In Sachen Service geht die Bank mit der Zeit: Ab sofort ist auch Internet-Banking im Angebot – Banking per Mausklick, bequem vom heimischen PC aus.
1996:
Die Muttergesellschaft kauft die veräußerten Aktien von der Royal Bank of Scotland zurück und wird damit alleinige Aktionärin. Es folgen Neugründungen bzw. Beteiligungserwerbe in den Ländern Tschechien, Ungarn, Italien, Polen und Österreich.
1995:
Die Bank finanziert als erstes Geldinstitut Zahnersatz und im Folgejahr auch Urlaubsreisen in Zusammenarbeit mit Anbietern aus diesen Branchen.
Außerdem geht das TeleCenter an den Start; seither können Kunden sämtliche Bankgeschäfte rund um die Uhr erledigen.
1992:
Die beiden Aktionäre der Bank gründen 1992 die CC-Holding und legen damit den Grundstein für die Internationalisierung der Gruppe
1988:
Die Royal Bank of Scotland erwirbt 50 % der CC-Bank-Aktien von der damaligen Banco de Santander.
Mit dem „CC-Abrufkonto“ läutet die Bank das Telefon-Banking ein. Zum ersten Mal kann über ein Anlagekonto Tag und Nacht an sieben Tage in der Woche verfügt werden – einfach per Telefon.
1987:
Das nun als „CC-Bank AG“ firmierende Unternehmen wird von der damaligen Banco de Santander übernommen, der größten Bank Spaniens.
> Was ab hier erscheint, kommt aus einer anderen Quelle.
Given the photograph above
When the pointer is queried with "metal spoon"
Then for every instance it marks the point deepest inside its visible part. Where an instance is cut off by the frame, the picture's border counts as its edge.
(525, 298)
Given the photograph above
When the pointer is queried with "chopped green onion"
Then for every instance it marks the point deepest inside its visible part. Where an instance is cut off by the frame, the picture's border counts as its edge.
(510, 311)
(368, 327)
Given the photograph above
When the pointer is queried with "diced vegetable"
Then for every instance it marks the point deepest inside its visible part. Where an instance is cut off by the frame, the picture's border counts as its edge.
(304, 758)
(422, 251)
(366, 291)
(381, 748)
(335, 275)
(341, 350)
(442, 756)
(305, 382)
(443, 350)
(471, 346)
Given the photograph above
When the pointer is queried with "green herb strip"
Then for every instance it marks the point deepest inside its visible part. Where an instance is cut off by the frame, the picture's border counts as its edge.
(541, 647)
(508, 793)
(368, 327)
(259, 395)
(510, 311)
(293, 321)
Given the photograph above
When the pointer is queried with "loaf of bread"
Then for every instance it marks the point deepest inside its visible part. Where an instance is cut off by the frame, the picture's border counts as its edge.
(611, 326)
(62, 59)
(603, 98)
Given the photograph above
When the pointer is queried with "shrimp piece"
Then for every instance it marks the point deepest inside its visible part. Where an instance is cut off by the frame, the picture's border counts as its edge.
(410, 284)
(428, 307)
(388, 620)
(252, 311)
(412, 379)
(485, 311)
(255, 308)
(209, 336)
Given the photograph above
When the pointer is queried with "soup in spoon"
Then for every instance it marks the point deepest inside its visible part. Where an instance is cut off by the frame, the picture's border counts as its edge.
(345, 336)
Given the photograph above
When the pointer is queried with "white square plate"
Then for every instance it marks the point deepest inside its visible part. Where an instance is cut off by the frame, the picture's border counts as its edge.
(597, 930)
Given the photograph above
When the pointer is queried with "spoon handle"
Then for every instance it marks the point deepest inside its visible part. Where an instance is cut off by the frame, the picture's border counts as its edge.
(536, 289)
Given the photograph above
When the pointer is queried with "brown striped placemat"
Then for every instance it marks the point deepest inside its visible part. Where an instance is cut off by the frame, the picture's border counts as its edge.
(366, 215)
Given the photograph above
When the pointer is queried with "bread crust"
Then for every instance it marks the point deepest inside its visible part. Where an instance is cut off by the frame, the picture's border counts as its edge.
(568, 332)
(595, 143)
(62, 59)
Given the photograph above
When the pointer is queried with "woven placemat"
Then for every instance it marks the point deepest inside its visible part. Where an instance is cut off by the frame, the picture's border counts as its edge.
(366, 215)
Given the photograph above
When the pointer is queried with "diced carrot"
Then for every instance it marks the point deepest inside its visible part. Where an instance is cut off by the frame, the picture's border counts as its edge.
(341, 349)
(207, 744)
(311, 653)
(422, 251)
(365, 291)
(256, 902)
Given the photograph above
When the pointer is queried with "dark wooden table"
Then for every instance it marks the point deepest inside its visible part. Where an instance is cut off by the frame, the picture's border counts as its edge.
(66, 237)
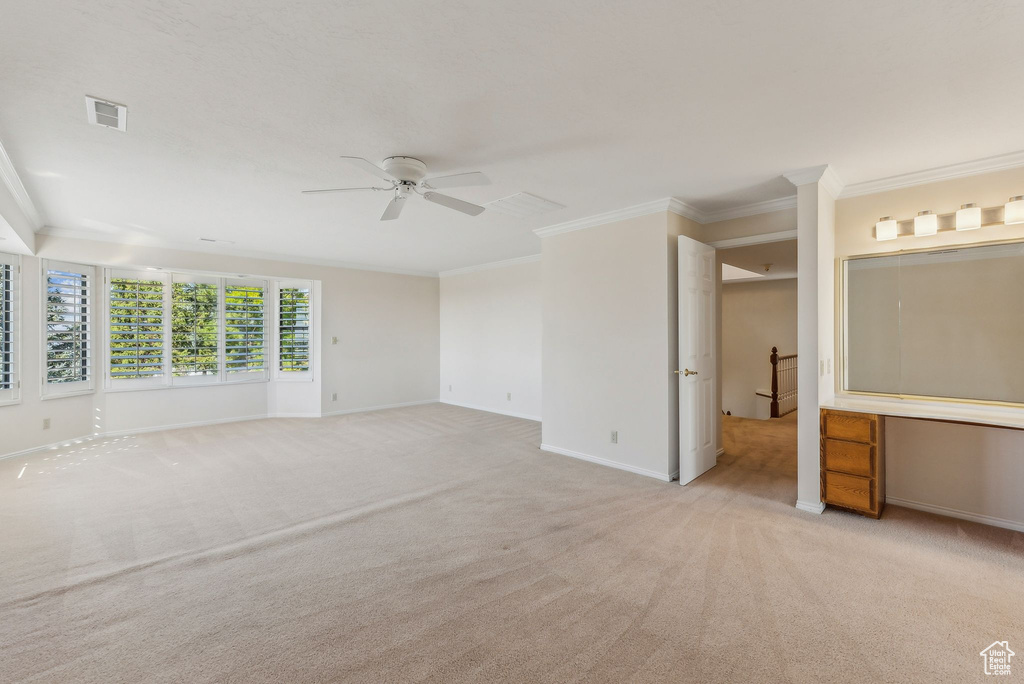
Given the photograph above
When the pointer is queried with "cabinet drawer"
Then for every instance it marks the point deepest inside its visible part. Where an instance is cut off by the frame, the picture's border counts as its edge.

Im selben Jahr gibt die Bank als erstes deutsches Kreditinstitut eine eigene Visa-Kreditkarte heraus.
1968:
Das Unternehmen wird in eine Aktiengesellschaft umgewandelt; der Name lautet nun „Bankhaus Centrale Credit AG“. Die Bank wendet sich jetzt verstärkt einem weiteren starken Wachstumsmarkt zu: dem Konsumgüter-Markt. Nach dem Wirtschaftswunder träumen die Menschen nicht mehr nur von Autos, sondern auch von Waschmaschinen, Möbeln und anderen Dingen.
1957:
Der Kaufmann Curt Briechle aus Mönchengladbach gründet die „Curt Briechle KG Absatzfinanzierung“. Damit hat jedermann die Möglichkeit, ein eigenes Auto zu finanzieren. Zwei Jahre später verfügt das Unternehmen bereits über Zweigstellen in zehn Städten.